New paper out: Progress in integrating natural and social science in marine ecosystem-based manageme
Photo by David Clode on Unsplash
Ecosystem-based management (EBM) is an approach that aims to cover the entire social-ecological system (recognising that our oceans and coasts are peopled environments), to sustain ecosystem health, integrity and resilience to disturbances, requiring the integration of social, economic and ecological considerations. However, anecdotally, EBM has not delivered the promised benefits. Many management organisations have adopted the approach in principle, but there are few examples that are comprehensive and well executed. One reason for this may be the lack of inter-disciplinary science, particularly in regards to integration between the natural and social sciences.
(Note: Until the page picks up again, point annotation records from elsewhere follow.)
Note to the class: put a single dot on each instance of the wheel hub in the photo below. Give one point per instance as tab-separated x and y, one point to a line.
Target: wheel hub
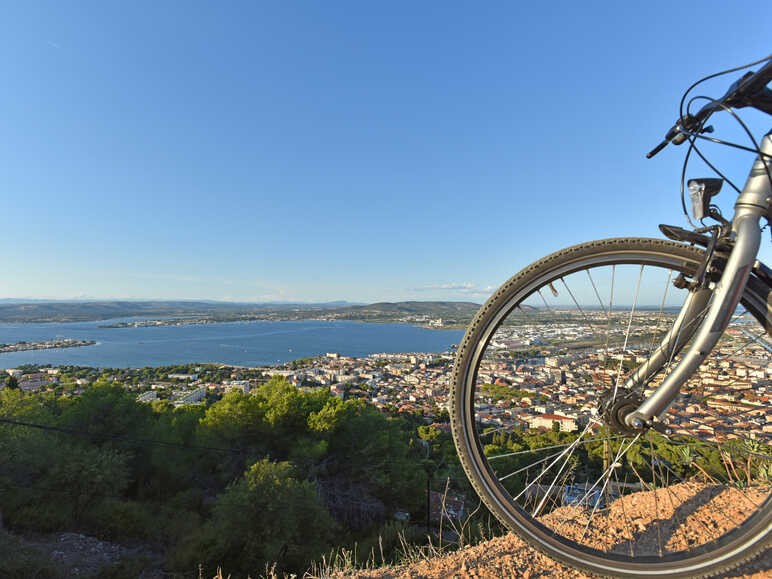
613	410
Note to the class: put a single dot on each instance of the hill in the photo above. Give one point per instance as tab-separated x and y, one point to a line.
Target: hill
67	311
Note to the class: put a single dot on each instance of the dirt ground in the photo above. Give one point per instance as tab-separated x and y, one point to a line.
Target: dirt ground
686	515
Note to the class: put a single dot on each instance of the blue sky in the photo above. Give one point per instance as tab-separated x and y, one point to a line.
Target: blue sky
313	151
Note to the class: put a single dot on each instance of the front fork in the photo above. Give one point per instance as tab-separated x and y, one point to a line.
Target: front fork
752	204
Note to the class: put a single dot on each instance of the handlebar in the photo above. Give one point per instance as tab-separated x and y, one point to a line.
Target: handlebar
750	90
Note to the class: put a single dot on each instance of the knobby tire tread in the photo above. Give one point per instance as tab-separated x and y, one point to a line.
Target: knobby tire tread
481	321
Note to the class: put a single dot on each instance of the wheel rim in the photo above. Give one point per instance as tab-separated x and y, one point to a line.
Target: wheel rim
608	499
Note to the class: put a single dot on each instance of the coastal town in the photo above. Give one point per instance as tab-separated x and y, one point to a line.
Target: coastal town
24	346
524	381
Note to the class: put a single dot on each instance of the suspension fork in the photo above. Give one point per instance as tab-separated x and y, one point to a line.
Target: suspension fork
752	204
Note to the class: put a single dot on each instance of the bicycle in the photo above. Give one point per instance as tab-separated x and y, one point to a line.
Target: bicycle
632	441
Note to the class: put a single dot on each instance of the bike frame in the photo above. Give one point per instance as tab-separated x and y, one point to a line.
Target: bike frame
753	203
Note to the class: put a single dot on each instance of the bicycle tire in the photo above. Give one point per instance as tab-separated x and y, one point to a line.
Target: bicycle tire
741	544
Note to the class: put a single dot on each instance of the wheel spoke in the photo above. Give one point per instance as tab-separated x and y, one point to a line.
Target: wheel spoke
565	339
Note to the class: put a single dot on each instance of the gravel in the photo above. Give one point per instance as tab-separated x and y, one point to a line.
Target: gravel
682	516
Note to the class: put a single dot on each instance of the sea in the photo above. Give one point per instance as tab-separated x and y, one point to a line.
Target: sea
257	343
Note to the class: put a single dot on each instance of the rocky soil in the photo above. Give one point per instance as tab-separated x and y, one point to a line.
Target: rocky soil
78	555
680	517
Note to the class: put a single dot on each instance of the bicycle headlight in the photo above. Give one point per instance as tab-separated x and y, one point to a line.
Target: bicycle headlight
701	192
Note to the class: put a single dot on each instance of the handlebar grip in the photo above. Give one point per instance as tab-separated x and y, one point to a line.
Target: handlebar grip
656	149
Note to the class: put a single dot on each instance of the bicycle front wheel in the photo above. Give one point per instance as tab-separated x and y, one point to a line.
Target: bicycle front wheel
533	376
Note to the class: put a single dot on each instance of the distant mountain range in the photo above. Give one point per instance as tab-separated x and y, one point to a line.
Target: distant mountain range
28	311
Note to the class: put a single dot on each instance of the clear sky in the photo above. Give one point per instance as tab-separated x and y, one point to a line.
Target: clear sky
314	151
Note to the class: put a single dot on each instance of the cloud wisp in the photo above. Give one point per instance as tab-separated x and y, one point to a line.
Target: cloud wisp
459	288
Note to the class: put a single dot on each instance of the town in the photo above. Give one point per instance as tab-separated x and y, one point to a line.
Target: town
527	380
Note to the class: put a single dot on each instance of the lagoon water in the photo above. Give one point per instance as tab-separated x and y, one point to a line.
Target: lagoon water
237	343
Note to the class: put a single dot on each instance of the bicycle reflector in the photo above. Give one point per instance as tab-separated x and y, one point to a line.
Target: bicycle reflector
702	191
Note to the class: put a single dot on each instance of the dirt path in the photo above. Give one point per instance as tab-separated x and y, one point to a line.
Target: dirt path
508	556
686	515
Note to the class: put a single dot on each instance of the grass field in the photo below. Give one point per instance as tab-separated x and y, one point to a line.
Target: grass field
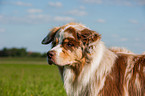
29	77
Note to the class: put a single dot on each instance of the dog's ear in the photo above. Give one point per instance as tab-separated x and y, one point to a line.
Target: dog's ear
49	38
88	36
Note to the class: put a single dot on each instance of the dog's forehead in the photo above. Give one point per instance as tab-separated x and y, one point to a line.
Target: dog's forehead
69	30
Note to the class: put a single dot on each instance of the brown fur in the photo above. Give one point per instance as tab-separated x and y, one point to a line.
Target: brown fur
120	72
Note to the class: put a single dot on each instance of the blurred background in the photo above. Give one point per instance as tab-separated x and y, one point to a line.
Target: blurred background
24	23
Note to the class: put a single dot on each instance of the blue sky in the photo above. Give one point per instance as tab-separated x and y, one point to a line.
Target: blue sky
24	23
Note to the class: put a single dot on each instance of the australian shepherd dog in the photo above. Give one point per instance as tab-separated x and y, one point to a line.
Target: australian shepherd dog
88	68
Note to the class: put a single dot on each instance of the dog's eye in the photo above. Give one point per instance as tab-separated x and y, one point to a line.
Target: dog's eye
70	44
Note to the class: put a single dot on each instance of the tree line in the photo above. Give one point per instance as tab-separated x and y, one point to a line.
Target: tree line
19	52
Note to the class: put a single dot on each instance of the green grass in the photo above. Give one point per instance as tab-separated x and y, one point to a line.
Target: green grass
29	77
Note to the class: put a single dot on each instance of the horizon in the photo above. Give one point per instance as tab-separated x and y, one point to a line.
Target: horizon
24	23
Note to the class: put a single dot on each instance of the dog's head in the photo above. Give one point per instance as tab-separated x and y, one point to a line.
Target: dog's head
70	43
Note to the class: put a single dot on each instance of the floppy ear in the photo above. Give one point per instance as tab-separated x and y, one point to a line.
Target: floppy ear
49	38
88	36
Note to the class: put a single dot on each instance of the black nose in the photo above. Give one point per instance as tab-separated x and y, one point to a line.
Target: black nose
50	54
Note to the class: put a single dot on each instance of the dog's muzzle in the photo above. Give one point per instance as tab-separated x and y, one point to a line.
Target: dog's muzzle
51	57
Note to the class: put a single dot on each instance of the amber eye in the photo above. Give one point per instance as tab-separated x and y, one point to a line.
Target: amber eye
70	44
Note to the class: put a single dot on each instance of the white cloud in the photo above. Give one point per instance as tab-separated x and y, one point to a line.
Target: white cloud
77	13
55	4
93	1
35	19
133	21
82	7
63	19
2	30
117	2
34	10
101	21
19	3
123	39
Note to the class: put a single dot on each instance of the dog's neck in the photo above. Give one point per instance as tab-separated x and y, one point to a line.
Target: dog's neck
94	71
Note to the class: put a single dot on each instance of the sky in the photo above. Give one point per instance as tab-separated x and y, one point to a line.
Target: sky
24	23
Drawing on over 235 years (combined) of their own experiences of undertaking inter-disciplinary research, CMS researchers (led by me) investigated: (1) are we making progress in inter-disciplinary research in EBM; (2) what are the barriers and incentives affecting progress; and (3) how can we support the next generation of researchers to undertake the effective inter-disciplinary research required to assist with operationalising marine EBM?
We found that the integration of natural and social science has progressed at most stages of the marine EBM cycle; however, practitioners do not yet have the capacity to address all of the problems that have led to the call for inter-disciplinary research. We found many barriers to inter-disciplinary research such as a language barrier, a lack of guidance on how to undertake such research, significant ongoing transaction costs, and problematic research productivity and impact accounting procedures. However, we also found incentives. Inter-disciplinary research is needed to tackle the grand challenges facing society; it also enables the development of new knowledge and methods. Lastly, we call for the development of ‘T’ shaped researchers: with academic rigor (vertical part of ‘T’) in their disciplines, but also a breadth of understanding (horizontal part of ‘T’) from other disciplines.